链表系列之linked-list-cycle

链表是否有环 I

题目详情

Given a linked list, determine if it has a cycle in it.

Follow up:
Can you solve it without using extra space?

思路：

• 快慢指针，若快慢指针能相遇则说明链表存在环

代码：

/**
 * Definition for singly-linked list.
 * class ListNode {
 *     int val;
 *     ListNode next;
 *     ListNode(int x) {
 *         val = x;
 *         next = null;
 *     }
 * }
 */
public class Solution {
    public boolean hasCycle(ListNode head) {
        if (head == null || head.next == null)
            return false;
        
        ListNode fast = head;
        ListNode slow = head;
        
        while (fast != null && fast.next != null) {
            fast = fast.next.next;
            slow = slow.next;
            if (fast == slow)
                return true;
        }
        
        return false;
    }
}

链表是否有环 II

题目详情

Given a linked list, return the node where the cycle begins.

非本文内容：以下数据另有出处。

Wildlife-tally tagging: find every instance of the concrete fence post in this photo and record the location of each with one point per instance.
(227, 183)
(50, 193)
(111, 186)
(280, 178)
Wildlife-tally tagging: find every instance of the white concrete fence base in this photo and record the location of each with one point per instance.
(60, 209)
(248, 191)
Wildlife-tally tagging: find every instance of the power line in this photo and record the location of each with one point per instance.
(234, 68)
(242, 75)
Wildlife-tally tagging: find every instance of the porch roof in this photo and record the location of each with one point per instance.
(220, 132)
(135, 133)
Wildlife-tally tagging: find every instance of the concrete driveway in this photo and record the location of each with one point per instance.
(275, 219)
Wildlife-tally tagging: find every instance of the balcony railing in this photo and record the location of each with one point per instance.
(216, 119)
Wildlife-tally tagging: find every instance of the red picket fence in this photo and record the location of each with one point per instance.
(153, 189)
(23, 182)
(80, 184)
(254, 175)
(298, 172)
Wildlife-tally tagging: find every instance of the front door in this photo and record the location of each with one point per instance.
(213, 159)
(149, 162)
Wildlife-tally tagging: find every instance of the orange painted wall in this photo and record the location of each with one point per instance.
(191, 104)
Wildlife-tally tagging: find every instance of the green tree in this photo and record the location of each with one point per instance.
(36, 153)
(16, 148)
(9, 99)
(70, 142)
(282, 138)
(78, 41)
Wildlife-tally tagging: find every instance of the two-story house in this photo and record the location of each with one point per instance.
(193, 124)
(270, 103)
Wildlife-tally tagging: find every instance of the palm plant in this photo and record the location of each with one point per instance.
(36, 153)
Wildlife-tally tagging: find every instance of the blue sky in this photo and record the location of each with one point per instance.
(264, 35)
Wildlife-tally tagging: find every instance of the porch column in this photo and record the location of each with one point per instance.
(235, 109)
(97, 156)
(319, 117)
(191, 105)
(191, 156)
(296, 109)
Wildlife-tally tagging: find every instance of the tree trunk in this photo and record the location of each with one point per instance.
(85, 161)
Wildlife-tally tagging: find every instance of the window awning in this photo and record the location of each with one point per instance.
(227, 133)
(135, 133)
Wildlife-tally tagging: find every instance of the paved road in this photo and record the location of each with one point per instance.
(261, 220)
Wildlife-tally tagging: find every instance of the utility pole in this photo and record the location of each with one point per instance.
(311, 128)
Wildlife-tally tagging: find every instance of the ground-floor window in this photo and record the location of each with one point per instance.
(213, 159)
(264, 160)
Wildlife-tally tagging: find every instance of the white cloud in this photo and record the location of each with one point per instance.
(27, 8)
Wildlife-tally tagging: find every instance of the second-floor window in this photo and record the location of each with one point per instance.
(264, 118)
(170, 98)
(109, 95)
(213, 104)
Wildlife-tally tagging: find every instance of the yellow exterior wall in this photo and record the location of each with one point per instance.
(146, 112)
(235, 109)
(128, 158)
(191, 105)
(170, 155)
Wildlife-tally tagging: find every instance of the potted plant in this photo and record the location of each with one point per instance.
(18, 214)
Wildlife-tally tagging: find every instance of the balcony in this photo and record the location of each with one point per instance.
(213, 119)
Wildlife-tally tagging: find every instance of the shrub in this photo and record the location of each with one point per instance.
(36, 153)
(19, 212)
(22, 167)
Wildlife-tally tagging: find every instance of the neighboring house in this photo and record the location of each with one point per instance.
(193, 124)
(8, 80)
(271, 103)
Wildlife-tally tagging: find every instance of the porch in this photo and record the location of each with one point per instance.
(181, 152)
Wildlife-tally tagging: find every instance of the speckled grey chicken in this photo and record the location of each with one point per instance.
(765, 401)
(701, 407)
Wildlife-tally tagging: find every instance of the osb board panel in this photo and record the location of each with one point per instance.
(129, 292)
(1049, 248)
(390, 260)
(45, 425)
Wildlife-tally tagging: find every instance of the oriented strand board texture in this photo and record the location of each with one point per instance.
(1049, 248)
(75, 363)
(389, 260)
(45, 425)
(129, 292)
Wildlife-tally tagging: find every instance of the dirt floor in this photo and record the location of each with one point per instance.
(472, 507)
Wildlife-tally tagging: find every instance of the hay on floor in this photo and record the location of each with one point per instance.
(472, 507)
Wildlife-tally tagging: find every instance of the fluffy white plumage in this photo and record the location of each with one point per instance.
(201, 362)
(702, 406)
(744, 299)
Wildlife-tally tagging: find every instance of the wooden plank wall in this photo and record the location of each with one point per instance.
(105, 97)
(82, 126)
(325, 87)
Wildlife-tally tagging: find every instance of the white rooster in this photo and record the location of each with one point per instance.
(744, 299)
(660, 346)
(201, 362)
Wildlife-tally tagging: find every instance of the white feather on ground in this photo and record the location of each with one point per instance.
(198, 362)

If there is no cycle, returnnull.

Follow up:
Can you solve it without using extra space?

思路：

如上图所示：

• 当快慢指针相遇时，
  • 快指针走过的长度：a + b + c + b
  • 慢指针走过的长度：a + b
• 因此，可以知道：
  • 2 * ( a + b ) = a + b + c + d
• 所以，可以得到： a == c

代码：

/**
 * Definition for singly-linked list.
 * class ListNode {
 *     int val;
 *     ListNode next;
 *     ListNode(int x) {
 *         val = x;
 *         next = null;
 *     }
 * }
 */
public class Solution {
    public ListNode detectCycle(ListNode head) {
        if (head == null || head.next == null)
            return null;
        
        ListNode fast = head;
        ListNode slow = head;
        while (fast != null && fast.next != null) {
            fast = fast.next.next;
            slow = slow.next;
            if (slow == fast) {
                ListNode slow2 = head;
                while (slow != slow2) {
                    slow = slow.next;
                    slow2 = slow2.next;
                }
                return slow;
            }
        }
        return null;
    }
}